Friday, May 6

On a WWI poet:

Strange Meeting (Wilfred Owen)

. / . / . / . / . / I.
It seemed that out of battle I escaped
. / . / . / . x / . /
Down some profound dull tunnel, long since scooped
. / . / . / . / . /
Through granites which titanic wars had groined. II.

Yet also there encumbered sleepers groaned,
Too fast in thought or death to be bestirred.
Then, as I probed them, one sprang up, and stared
With piteous recognition in fixed eyes,
Lifting distressful hands, as if to bless.
And by his smile, I knew that sullen hall,-
By his dead smile I knew we stood in Hell.

With a thousand pains that vision's face was grained;
Yet no blood reached there from the upper ground,
And no guns thumped, or down the flues made moan.
"Strange friend," I said, "here is no cause to mourn."
"None," said that other, "save the undone years,
The hopelessness. Whatever hope is yours,
Was my life also, I went hunting wild
After the wildest beauty in the world,
Which lies not calm in eyes, or braided hair, III.
But mocks the steady running of the hour,
And if it grieves, grieves richlier than here. IV.
For by my glee might many men have laughed,
And of my weeping something had been left,
Which must die now I mean the truth untold,
The pity of war, the pity war distilled. V.
Now men will go content with what we spoiled,
Or, discontent, boil bloody, and be spilled.
They will be swift with swiftness of the tigress.
None will break ranks, though nations trek from progress.
Courage was mine, and I had mystery, VI.
Wisdom was mine, and I had mastery:
To miss the march of this retreating world
Into vain citadels that are not walled.
Then, when much blood had clogged their chariot-wheels,
I would go up and wash them from sweet wells,
Even with truths that lie too deep for taint.
I would have poured my spirit without stint
But not through wounds; not on the cess of war.
Foreheads of men have bled where no wounds were.

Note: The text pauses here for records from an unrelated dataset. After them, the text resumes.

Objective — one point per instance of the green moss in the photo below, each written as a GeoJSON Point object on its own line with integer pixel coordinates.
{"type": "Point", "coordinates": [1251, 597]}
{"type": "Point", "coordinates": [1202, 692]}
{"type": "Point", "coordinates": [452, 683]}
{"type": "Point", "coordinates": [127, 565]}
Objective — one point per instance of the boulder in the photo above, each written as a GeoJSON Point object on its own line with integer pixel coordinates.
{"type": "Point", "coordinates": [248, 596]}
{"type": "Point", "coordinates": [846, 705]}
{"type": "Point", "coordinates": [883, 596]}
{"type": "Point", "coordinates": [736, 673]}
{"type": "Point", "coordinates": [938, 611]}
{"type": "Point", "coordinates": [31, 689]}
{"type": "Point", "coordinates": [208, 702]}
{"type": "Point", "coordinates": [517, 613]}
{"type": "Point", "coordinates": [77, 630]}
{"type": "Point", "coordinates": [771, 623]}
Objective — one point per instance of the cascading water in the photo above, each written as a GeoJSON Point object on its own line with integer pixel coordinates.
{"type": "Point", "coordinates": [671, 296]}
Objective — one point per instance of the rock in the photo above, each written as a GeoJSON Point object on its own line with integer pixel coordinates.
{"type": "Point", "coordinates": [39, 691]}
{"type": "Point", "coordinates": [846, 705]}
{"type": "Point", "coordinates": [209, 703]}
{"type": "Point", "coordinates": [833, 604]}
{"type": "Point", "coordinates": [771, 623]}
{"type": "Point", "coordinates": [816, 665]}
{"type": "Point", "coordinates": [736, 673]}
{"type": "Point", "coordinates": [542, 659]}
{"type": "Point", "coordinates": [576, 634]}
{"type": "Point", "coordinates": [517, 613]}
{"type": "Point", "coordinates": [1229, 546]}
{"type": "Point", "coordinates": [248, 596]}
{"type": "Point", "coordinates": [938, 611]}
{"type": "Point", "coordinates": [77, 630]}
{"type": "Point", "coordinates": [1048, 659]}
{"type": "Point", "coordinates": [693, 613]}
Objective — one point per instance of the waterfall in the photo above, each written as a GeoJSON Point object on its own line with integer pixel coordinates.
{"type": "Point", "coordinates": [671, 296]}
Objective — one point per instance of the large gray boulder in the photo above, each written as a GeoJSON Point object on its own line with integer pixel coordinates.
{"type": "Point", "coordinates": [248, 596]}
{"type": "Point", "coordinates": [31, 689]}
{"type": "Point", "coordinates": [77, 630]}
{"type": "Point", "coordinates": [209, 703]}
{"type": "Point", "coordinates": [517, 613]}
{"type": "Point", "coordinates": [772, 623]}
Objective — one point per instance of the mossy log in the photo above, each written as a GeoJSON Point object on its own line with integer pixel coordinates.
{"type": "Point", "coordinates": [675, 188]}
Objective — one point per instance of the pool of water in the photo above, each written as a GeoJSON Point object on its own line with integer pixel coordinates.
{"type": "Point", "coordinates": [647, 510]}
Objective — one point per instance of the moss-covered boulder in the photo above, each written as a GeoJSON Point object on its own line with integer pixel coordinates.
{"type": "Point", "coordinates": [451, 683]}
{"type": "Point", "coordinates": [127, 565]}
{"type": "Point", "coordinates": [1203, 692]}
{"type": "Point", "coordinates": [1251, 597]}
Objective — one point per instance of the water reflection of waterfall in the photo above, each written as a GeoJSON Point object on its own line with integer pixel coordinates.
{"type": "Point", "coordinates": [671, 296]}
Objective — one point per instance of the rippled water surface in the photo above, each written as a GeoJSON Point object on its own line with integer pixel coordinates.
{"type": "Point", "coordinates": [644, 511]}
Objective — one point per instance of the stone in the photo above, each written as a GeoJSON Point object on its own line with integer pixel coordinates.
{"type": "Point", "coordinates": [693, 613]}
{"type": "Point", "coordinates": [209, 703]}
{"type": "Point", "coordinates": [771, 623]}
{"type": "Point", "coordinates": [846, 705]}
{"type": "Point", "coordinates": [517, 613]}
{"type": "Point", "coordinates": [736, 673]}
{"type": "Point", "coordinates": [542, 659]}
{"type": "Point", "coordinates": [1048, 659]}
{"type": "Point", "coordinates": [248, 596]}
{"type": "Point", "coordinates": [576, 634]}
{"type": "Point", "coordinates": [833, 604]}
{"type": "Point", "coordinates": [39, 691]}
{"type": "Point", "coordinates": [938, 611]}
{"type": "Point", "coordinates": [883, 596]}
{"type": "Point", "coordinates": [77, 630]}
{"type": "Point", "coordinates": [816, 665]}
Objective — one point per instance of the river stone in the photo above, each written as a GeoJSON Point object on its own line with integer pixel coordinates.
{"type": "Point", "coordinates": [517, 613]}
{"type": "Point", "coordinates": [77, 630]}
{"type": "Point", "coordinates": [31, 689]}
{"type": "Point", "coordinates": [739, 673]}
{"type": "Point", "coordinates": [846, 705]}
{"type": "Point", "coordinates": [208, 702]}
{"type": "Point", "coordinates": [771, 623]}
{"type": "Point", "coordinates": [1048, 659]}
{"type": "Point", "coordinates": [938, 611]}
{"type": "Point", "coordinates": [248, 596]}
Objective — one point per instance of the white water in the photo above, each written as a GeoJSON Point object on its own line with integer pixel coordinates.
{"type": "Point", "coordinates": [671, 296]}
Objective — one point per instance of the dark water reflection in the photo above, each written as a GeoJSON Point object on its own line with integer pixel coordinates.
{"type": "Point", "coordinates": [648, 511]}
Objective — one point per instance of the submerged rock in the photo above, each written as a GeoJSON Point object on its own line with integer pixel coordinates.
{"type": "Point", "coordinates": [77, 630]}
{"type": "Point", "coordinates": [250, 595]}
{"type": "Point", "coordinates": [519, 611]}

"I am the enemy you killed, my friend. VII.
I knew you in this dark: for so you frowned
Yesterday through me as you jabbed and killed.
I parried; but my hands were loath and cold.
Let us sleep now . . ." VIII.





I. I've scanned the first few lines with meter, caesera, etc. but the whole poem would make it more difficult to read, and there are some inconsistencies/puzzling bits which I'm not sure of--that's take a dissertation, and I am merciful. However, these three lines scanned are enough to show that the poem is mostly in iambic pentameter. There are definite trochaics, though; I just have a bit of trouble with them.


II. Look at where I've places the italics running for a few lines downwards--though there is even a paragraph break, you can see how the assonance is created; not rhyming, but nevertheless creating an audible similarity, absolutely laden with meaning (compare some of the words, look at their connections).


III. These three lines are the only place where the assonance is tripled instead of grouped as a couplet; almost all the rest are couples.


IV. Between the repetitive "grieves, grieves", there is a caesura disguised as a comma . . . It is repetitive because of the use of the same two words and emphasized by the pause; like in Tennyson's Mariana with the whole "aweary, aweary", the poet wants you to stumble and look back at those words.


V. This line is curious


. / . . / . / . / . /
The pity of war, the pity war distilled.


That would make the line a little awkward, but read it out loud; the word you are caught on is the first "pity". We'd read it:


The PITY of WAR, the PITY x WAR disTILLed.


So he makes you stop with the first "pity" because of the dual syllables. I suppose you could read it thus:


The PIT-yof WAR, the PITy WAR disTILLed.


And yes, I meant to squish "pity" and "of" together--but that just sounds stilted. The second example seems to make most sense to me; strike a chord with anybody else?


VI. The two lines are trochaic (I think).


/ . . / . / . / . /
Courage was mine, and I had mystery,
/ . . / . / . / . /
Wisdom was mine, and I had mastery:


At least, they start out with trochees. This is, again, to emphasize the qualities being named. The repetition is here, too, and the assonance to a height--"mystery" and "mastery" are far closer than "hair" and "hour".


VII. Antithesis! Oh, that is much better, something I'm more used to. Death does make men brothers far more quickly than anything else I can think of at the moment.


VIII. There are some more trochees before this, I think, but I agonize over them. For this, this line is the only one that doesn't have repetitive assonance, or anything of the sort; it breaks off into silence without even filling the meter guidelines. This, again, to emphasize the quickness of death and how it simply brings men down to a common denominator.